NVIDIA is seeking a highly motivated Senior High-Performance System Architect to join their team of experts and help shape the future of high-performance and ML / AI computing. The role involves defining the Infiniband and NVL system architecture end-to-end, researching solutions for next-generation large-scale high-performance computing clusters, and collaborating with cross-functional teams.

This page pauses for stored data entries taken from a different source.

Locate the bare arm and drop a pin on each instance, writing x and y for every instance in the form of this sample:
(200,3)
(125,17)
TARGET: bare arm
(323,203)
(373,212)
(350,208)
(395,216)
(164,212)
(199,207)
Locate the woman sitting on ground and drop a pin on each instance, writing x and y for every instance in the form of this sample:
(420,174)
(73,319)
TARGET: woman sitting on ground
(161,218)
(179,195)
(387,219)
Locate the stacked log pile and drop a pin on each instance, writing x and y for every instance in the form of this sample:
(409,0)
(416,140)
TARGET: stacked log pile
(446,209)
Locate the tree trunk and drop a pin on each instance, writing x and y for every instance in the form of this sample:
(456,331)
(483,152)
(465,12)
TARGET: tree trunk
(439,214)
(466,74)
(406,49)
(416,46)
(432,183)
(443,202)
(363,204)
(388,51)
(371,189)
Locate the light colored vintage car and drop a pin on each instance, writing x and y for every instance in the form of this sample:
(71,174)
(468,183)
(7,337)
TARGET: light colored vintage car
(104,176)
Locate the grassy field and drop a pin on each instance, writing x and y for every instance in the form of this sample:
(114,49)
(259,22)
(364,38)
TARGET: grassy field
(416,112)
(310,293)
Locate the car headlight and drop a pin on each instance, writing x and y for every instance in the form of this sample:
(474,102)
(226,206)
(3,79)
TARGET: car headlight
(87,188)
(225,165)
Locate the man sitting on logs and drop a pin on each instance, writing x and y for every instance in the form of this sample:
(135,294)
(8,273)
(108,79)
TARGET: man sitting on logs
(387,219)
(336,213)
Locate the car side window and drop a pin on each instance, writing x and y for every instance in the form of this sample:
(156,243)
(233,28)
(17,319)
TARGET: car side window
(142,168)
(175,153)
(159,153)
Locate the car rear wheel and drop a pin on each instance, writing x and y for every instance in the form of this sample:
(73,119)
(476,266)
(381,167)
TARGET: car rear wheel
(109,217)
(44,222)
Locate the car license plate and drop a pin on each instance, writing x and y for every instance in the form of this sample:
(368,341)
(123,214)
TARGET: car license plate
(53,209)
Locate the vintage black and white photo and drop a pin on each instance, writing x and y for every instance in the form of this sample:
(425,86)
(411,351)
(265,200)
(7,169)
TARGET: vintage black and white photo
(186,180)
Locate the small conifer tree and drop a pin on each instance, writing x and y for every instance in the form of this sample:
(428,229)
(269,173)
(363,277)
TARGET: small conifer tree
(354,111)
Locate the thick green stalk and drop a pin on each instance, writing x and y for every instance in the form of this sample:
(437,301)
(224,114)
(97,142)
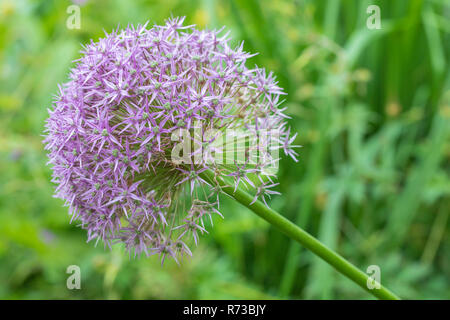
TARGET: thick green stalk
(301,236)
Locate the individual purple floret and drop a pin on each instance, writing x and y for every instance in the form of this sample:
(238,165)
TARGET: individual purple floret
(140,96)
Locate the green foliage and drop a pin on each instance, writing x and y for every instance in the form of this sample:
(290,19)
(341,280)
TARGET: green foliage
(372,109)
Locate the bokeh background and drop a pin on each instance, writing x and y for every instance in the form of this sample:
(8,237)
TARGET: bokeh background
(372,112)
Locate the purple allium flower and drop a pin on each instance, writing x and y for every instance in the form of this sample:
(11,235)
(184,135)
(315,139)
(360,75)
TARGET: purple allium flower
(115,125)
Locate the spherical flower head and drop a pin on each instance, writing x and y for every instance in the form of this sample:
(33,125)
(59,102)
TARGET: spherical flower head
(137,100)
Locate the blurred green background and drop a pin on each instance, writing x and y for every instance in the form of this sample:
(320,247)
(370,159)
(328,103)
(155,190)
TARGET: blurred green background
(372,109)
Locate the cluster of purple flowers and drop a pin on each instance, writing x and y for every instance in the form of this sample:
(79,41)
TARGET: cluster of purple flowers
(109,134)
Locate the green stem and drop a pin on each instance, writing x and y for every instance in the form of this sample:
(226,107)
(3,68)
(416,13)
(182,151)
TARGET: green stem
(301,236)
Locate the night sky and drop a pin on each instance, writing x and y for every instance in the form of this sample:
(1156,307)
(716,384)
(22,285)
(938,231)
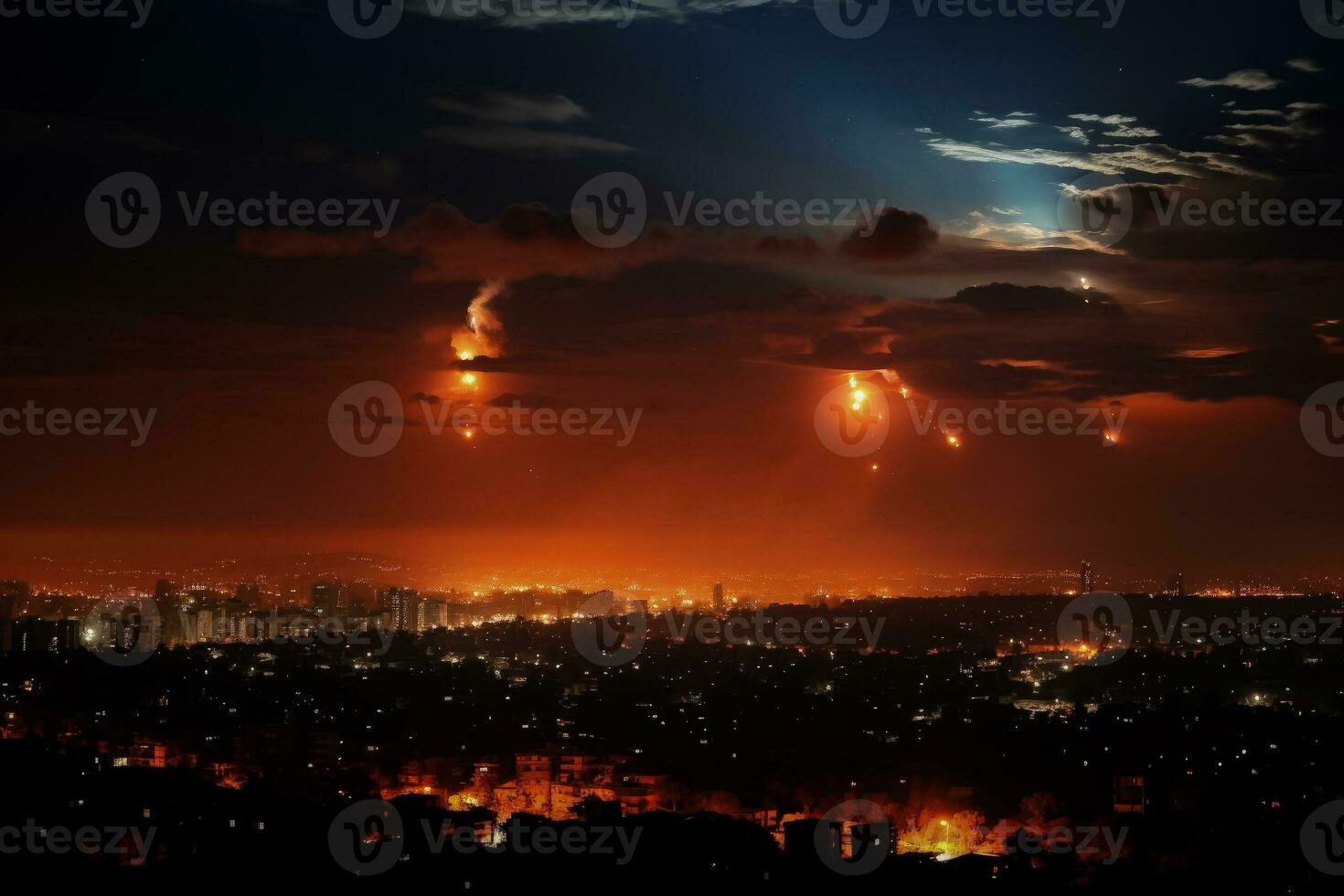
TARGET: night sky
(966,129)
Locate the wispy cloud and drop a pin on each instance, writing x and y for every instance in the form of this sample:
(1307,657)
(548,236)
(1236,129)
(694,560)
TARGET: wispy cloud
(1309,66)
(995,123)
(1153,159)
(1243,80)
(515,109)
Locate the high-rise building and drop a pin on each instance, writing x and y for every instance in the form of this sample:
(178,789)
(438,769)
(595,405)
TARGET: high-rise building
(325,598)
(400,604)
(14,594)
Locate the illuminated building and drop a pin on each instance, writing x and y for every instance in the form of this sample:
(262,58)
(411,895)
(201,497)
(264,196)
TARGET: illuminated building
(326,598)
(400,606)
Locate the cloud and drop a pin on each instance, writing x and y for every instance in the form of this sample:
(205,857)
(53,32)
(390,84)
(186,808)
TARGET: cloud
(1243,80)
(1105,120)
(1295,123)
(1003,123)
(1077,133)
(895,235)
(1007,298)
(1125,131)
(1152,159)
(526,140)
(497,119)
(515,109)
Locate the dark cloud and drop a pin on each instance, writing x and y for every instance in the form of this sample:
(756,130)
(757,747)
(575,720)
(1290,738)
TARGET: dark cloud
(895,235)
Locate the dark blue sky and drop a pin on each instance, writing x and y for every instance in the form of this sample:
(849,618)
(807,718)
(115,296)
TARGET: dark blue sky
(729,103)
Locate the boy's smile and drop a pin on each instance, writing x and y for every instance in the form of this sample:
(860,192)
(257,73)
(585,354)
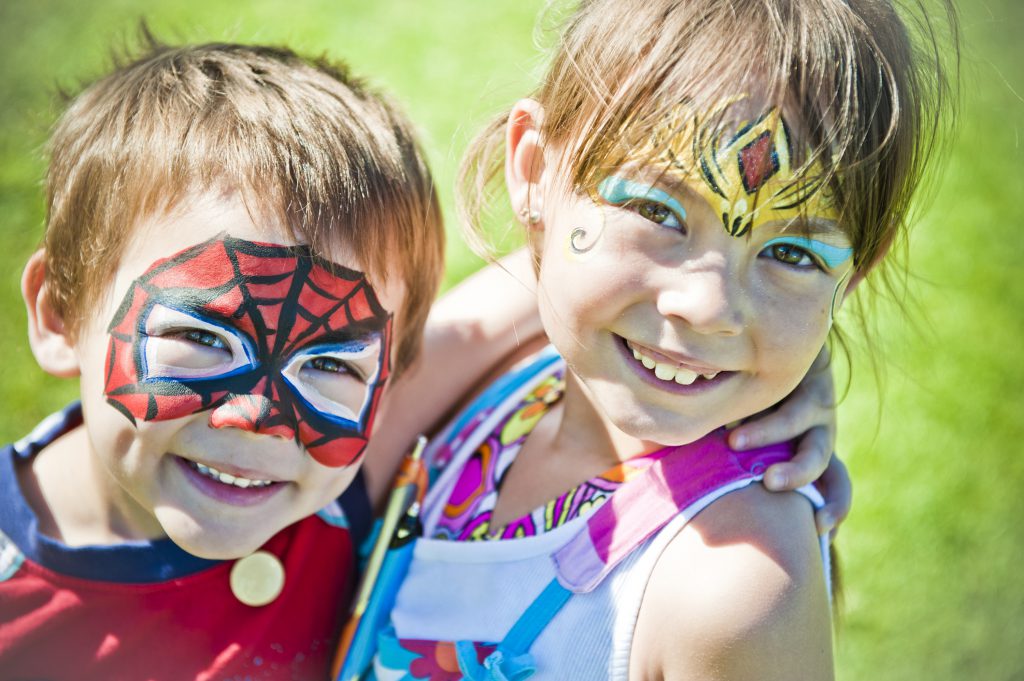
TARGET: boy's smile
(228,383)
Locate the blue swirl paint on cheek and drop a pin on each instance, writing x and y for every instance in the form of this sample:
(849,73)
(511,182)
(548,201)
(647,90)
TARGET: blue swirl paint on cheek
(833,256)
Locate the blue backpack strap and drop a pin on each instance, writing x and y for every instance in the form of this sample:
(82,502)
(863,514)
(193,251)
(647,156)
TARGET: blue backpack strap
(511,661)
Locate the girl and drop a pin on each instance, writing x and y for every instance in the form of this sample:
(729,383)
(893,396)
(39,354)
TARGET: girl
(702,184)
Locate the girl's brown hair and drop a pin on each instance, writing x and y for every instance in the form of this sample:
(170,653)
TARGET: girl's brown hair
(863,86)
(301,140)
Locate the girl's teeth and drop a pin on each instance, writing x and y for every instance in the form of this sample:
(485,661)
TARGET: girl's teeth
(685,376)
(227,478)
(666,372)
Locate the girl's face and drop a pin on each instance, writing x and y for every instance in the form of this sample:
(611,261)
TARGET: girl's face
(687,298)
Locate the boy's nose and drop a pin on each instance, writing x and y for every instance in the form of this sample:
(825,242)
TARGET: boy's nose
(708,300)
(255,412)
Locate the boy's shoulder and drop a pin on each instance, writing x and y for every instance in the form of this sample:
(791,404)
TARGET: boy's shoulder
(737,593)
(113,606)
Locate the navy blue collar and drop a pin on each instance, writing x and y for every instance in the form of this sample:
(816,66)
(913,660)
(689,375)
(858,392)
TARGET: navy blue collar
(132,562)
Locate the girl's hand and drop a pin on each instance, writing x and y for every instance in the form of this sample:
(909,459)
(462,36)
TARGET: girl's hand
(809,413)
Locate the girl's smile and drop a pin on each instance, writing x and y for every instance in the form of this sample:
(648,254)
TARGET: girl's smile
(675,375)
(674,322)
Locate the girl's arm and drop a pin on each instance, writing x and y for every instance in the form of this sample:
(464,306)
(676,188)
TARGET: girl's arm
(486,318)
(738,595)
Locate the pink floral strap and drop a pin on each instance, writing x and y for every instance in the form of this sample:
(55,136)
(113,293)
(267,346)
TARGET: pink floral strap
(681,479)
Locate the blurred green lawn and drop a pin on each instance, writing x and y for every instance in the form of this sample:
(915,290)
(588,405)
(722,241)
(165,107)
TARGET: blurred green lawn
(930,555)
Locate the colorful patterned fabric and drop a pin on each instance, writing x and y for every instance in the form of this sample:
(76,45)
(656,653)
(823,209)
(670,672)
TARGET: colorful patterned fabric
(462,599)
(467,513)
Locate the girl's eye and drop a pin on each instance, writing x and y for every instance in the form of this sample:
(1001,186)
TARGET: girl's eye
(648,202)
(807,253)
(206,338)
(793,255)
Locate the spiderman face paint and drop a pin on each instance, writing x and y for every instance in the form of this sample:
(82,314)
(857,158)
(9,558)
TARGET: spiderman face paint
(268,338)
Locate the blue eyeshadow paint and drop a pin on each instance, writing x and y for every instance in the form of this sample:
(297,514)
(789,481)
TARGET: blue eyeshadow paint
(833,256)
(619,190)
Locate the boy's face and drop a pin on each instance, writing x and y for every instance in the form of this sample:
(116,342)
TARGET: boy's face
(230,379)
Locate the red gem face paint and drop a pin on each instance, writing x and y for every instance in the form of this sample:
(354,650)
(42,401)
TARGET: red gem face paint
(269,338)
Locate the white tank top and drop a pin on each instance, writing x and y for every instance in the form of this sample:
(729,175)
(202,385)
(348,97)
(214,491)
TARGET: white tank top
(462,599)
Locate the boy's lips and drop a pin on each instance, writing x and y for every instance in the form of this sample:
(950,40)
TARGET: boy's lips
(231,486)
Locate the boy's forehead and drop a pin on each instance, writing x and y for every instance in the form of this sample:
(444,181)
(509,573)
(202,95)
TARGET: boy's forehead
(200,218)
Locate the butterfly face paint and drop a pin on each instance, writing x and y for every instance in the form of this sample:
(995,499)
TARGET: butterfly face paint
(269,338)
(747,176)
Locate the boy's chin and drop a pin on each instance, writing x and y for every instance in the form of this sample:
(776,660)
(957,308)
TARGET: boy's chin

Key responsibilities include:
- Defining Infiniband and NVL system architecture throughout all product life cycles
- Researching solutions for large-scale high-performance computing clusters
- Collaborating with cross-functional teams to ensure successful project execution
Requirements:
- B.Sc, M.Sc, or Ph.D in Computer Science, Computer Engineering, or Electrical Engineering
- 5+ years of industry or research experience in computer networks
- Excellent understanding of large-scale networks behavior and distributed computing workloads
- Experience in developing simulation environments
- Strong managerial, problem-solving, and critical thinking skills
Preferred qualifications:
- Knowledge of network protocols (InfiniBand, IP, TCP, RoCE) and network topologies
- Proficiency in Python and C++
- Familiarity with HPC environments, routing algorithms, and simulation environments
- Experience with AI workloads and communication libraries
NVIDIA offers the opportunity to work on cutting-edge technology and drive innovation in next-generation networks used by top researchers and engineers worldwide. The company is committed to fostering a diverse work environment and is an equal opportunity employer.